French payroll startup PayFit is now valued at $2.1 billion after raising a $289 million Series E round. It’s not France’s only recent unicorn, though: Ankorstore, Qonto, Exotec and Spendesk also joined the club this month.
If you add Back Market’s $510 million Series E round valuing the company at $5.7 billion, things are shaping up well for French tech in 2022.
As you can imagine, the pace of new unicorn creation and fundraising generated plenty of press coverage in France, but there’s an article in particular that caught my attention: A portrait of PayFit’s Firmin Zocchetto, OVHcloud’s Octave Klaba, Shift Technology’s Jeremy Jawish, and Contentsquare’s Jonathan Cherki.
As French financial newspaper Les Echos pointed out, these four French Tech founders have another thing in common: They founded a unicorn on the first try.
If it’s possible for a first-time founder to build a billion-dollar company, why don’t we talk about it more often?
Sure, entrepreneurs sometimes get press for being under 30, as Zocchetto is. But even 20-somethings aren’t always first-time founders – Glovo’s Oscar Pierre isn’t, for instance.
This post isn’t about young founders. It’s about remembering that regardless of their age, first-time founders can build huge companies.
Weirdly, this seems underrated in the startup ecosystem. This fact reminded me of a funny outburst from Expensify CEO David Barrett when I first interviewed him for my deep dive into his company, which has since gone public.
I think the whole idea of the serial entrepreneur is a weird concept. The only time there’s a ‘serial anything’ is ‘serial killer.’
Imagine a ‘serial parent.’ I find someone, I fall in love, I have a bunch of kids. And then I leave, and I do it all over again. And then I say I started seven families. You’d be like, “Man, you’re a monster.” But if you do that as a CEO, we celebrate that! “Oh, that’s great, what a great job.”
There are so many weird incentives in Silicon Valley, and all the hero stories of Silicon Valley are wrapped up in this really morbid concept of serial entrepreneurs.
Expensify isn’t Barrett’s first startup, but as someone who set out to “build a company that [he] wanted to work at forever,” praise of the “serial founder” concept is a pet peeve of his. He has a point: There’s nothing wrong with long-term commitment, and there’s something inherently wrong about glamorizing serial entrepreneurs for the sake of it.
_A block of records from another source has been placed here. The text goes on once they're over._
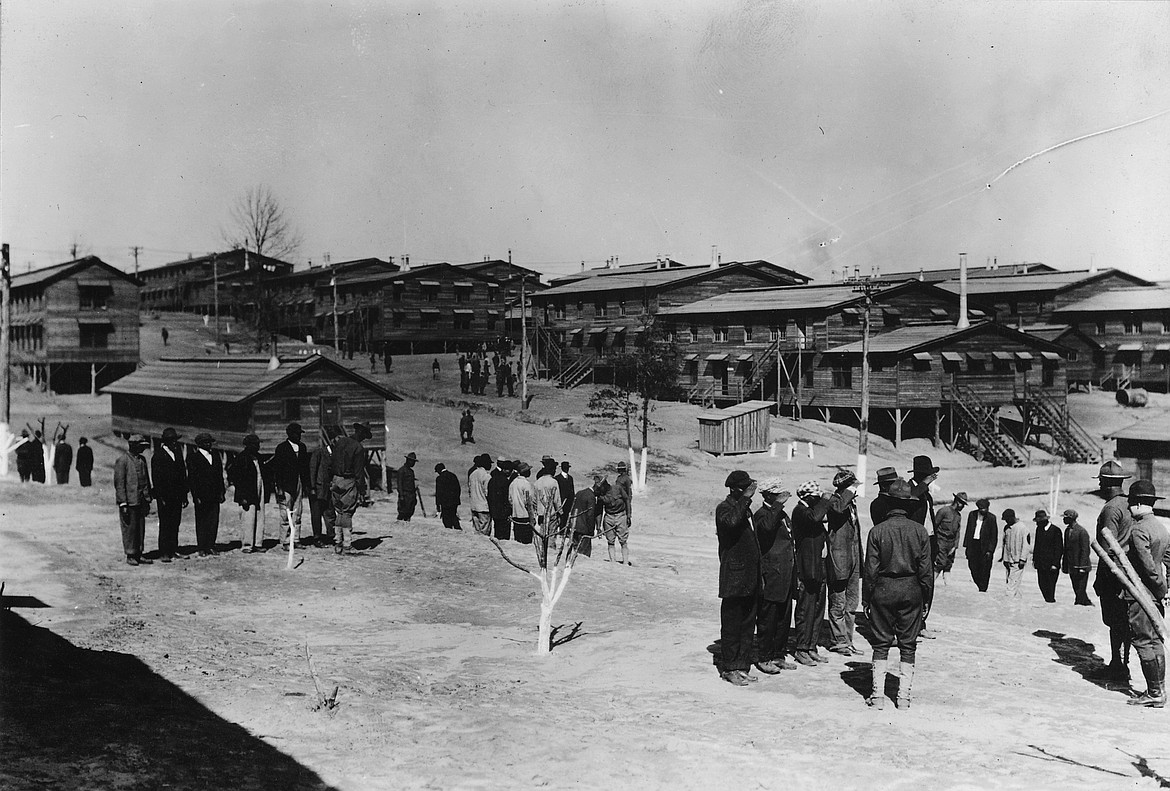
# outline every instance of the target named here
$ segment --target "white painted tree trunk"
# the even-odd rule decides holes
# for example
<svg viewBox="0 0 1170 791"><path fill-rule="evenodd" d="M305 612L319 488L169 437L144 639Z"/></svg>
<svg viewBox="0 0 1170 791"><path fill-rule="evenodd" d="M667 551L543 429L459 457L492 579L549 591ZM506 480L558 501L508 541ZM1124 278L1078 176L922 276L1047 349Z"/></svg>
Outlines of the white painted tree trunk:
<svg viewBox="0 0 1170 791"><path fill-rule="evenodd" d="M57 473L53 469L53 460L57 458L57 443L43 440L41 450L45 457L45 483L50 486L57 483Z"/></svg>
<svg viewBox="0 0 1170 791"><path fill-rule="evenodd" d="M7 423L0 423L0 478L8 477L10 467L8 466L8 456L25 442L24 437L18 437L12 433L12 429Z"/></svg>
This is not to say that experience has no value, but that it comes in many forms. Having founded another company brings lessons, regardless of whether it succeeded or failed. However, it is perhaps equally valuable for a founder to have relevant industry experience, especially if it is directly related to the problem that they are tackling.
Unfortunately, when it comes to VC checklists, years of industry experience at unsexy companies don’t tick a box in the same way as having had a C-level role at a former startup. This is especially true in places such as Latin America, where the market is split into two tiers – hot or not.
Latin American VC Hernan Haro confirmed my perception: “Most Latin American VCs are chasing the same entrepreneurs, those ‘proven’ by a track record as founders or past leadership roles at unicorns. Granted, they are more successful at raising capital, but that’s more of a self-fulfilling prophecy than anything else.”
Pattern matching is part of what VCs do, but when they are looking at the wrong signals, they are doing a disservice to themselves and to their LPs. “VCs looking only at ‘proven’ founders are seeing correlation, not causality, and missing out on opportunities,” Haro said.
That VCs are missing out on opportunities doesn’t keep me awake at night. After all, it creates space for others, such as Haro’s seed fund MrPink. My concern is with founders; out of the spotlight, first-time entrepreneurs might not be getting the resources they need.
Luckily, there are more and more resources available for founders in general – not just capital, but also helpful communities and content from trusted sources.
For instance, it is now possible to find online advice from leading venture funds on how to raise your first dollars or to get pitch feedback from one of their partners, when a few years ago it would mostly happen behind closed doors within top accelerators.
Quality online resources are particularly valuable for first-time founders, not just for the knowledge, but also as a reminder not to underestimate themselves. Experimenting and bootstrapping are also great ways to learn, and VCs who overlook this type of profile may come to regret it.
My prediction, though, is that competition for hot deals will push VCs to look beyond their turf and pay more attention to first-time entrepreneurs. Let’s just hope it’s not only young ones or those who tick other boxes (top accelerators, top schools, etc.) – but simply those who are capable of delivering high returns.